I don't think so. In the integers mod 256, 2 doesn't have a multiplicative inverse. We can see that because 2x128=0.
Do you mean the numbers mod 256 that are co-prime with 256 form a field? Even that doesn't work because 1+3=4, so it's not closed under addition.
So I'm not sure what you mean.
Added in edit ...
Given any positive number n, the numbers from 1 to n-1 that are co-prime to n form a group with multiplication as the group operation, but that's still not a field, so I'm still confused as to what you might mean.
He is mistaken. What he meant is that there exists a finite field with exactly 256 elements, so you can "make" {0, ..., 255} into a finite field (in the sense that you can make any set of size 256 into a field by assigning + and * operations), but addition and multiplication in that field won't be the usual modular integer arithmetic. Instead, the operations will be determined by mapping the numbers to polynomials and performing modular polynomial operations and then mapping them back to numbers {0,...,255} (or determined by some other process that is morally equivalent).
From wikipedia:
"The finite fields are classified by size; there is exactly one finite field up to isomorphism of size p^k for each prime p and positive integer k."
-http://en.wikipedia.org/wiki/Finite_field
Hmm. OK, this is an opportunity to learn something.
The integers mod 256 are closed under addition and multiplication. Distributivity obviously holds, and there is obviously an additive inverse. My question is about the multiplicative inverse.
What's the multiplicative inverse of 2?
To say that there exists a field of size 256 is a different matter, and I'd be interested in learning more.
Added in edit:
Quoting from the same wikipedia article:
Even though all fields of size p are isomorphic to Z/(pZ), for n ≥ 2 the ring Z/((p^n)Z) (the ring of integers modulo p^n) is not a field.
(Parentheses added for reduction of ambiguity)
Further edit: Not sure why this got a downvote, but I don't much care. Maybe people didn't realize that I wrote this before all the other answers streamed in. Still, now I've learned what may have been intended, and a little more besides, so I'm content.
The typical way to describe the finite field of order 256 is to look at a set of polynomials like this,
c_7 * x^7 + c_6 * x^6 + ... + c_1 * x + c_0
where c_i is an element of Z/2Z, so it's either 0 or 1. Count how many such polynomials of degree <= 7 there are - since each coefficient is either 0 or 1, there are 2^8 = 256.
Ok. Now we can define adding these polynomials in the usual term by term way.
For multiplication, if you tried to just straight up multiply two polynomials of order 7, you might get a polynomial of order 14. So, here's the trick: pick a polynomial of degree 8 that cannot be factored as a product of polynomials of lesser degree. This is the polynomial equivalent of a prime number (prime numbers cannot be factored further either, right?).
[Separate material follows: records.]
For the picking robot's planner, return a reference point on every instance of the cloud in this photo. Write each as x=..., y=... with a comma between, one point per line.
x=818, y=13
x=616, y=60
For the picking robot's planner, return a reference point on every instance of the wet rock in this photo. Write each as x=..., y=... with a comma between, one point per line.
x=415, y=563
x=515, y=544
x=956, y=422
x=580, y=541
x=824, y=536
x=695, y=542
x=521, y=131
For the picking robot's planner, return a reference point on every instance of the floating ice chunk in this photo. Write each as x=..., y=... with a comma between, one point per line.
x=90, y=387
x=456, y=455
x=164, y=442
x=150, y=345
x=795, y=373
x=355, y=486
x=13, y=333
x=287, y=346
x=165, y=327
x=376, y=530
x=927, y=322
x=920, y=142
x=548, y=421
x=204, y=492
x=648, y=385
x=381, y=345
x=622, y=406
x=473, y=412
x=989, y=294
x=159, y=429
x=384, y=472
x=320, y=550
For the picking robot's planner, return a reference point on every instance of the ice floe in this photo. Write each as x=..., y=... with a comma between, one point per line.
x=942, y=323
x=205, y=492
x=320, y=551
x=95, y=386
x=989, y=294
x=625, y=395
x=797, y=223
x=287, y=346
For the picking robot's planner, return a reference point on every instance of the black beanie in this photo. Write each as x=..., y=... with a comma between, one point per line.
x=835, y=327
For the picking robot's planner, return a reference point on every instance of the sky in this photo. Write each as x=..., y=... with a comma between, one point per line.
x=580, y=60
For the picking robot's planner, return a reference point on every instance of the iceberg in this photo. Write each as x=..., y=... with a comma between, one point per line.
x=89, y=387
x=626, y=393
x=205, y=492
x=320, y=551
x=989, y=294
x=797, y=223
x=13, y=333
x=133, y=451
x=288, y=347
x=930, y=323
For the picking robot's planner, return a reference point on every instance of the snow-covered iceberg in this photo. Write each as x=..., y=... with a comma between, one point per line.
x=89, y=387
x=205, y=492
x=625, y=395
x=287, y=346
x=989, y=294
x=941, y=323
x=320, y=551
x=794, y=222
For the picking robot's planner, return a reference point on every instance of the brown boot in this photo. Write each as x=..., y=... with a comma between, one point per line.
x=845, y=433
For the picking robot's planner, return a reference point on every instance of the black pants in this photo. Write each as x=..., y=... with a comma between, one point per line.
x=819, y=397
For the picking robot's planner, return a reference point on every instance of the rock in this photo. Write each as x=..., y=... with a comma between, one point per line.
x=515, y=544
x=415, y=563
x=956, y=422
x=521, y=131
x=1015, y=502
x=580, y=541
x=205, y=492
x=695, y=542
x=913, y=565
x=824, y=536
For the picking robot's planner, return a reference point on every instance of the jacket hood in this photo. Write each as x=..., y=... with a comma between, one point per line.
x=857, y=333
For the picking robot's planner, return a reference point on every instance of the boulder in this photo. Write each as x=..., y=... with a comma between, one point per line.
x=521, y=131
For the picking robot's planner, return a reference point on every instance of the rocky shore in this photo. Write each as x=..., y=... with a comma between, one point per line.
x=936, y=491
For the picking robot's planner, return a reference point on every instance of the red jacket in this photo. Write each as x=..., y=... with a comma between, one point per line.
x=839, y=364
Just as we can look at Z/pZ, we can look at the set of polynomials over Z/2Z modulo g, where g is that irreducible poly of order 8. It should not be any more obvious to you that this works than that it is that Z/pZ is well defined, forms a field, etc. But you can verify it in pretty much the same ways as you'd prove it for Z/pZ.
Anyway. So what do you mean by '2'? In this representation, 1+1 is 0.
Sometimes by '2' people mean x. That's because there's a natural coding of these polynomials as bits in a binary word. Since each coefficient is 0 or 1, you can say the ith bit is the coefficient of x^i. With that encoding, 2 is 0b10, is 1 * x^1 + 0, is x. So, the inverse of x is going to be x^254 mod g (where g is that irreducible generating polynomial).
Without qualification it seems reasonable to assume the usual operations of addition and multiplication, and not to assume that the integers mod 256 are simply being used as an opaque labelling of the elements of a field such as you describe.
And the labelling is opaque, because while it's obvious what polynomial an integer gets mapped to, the multiplication depends on the particular g.
I misread his statement and made it conform to what I know to be true. There is a finite field of size 256, and you could enumerate the elements in the field with all numbers mod 256, but the normal *,+ wouldn't work persay. The inverse of 2 could be any of the other numbers in the field, even itself. Should have been more careful; I usually try to avoid talking about Math on the internet.
There is a field of size 256, but it isn't Z/256Z.
"Even though all fields of size p are isomorphic to Z/pZ, for n ≥ 2 the ring Z/(p^n)Z (the ring of integers modulo p^n) is not a field. The element p (mod p^n) is nonzero and has no multiplicative inverse."
As has been pointed out, Z/256Z has zero-divisors, so it's not a field.
"Powers of primes are also fields" doesn't mean anything; integers are integers, not fields. "Powers of primes are orders of finite fields" is correct; so there is a field of order 256, but it's not Z/256Z. (Rather, you get it by finding a degree-8 irreducible polynomial over Z/2Z, and adjoining a root of it. In fact, the article gives the specific polynomial x^8 + x^4 + x^3 + x + 1.)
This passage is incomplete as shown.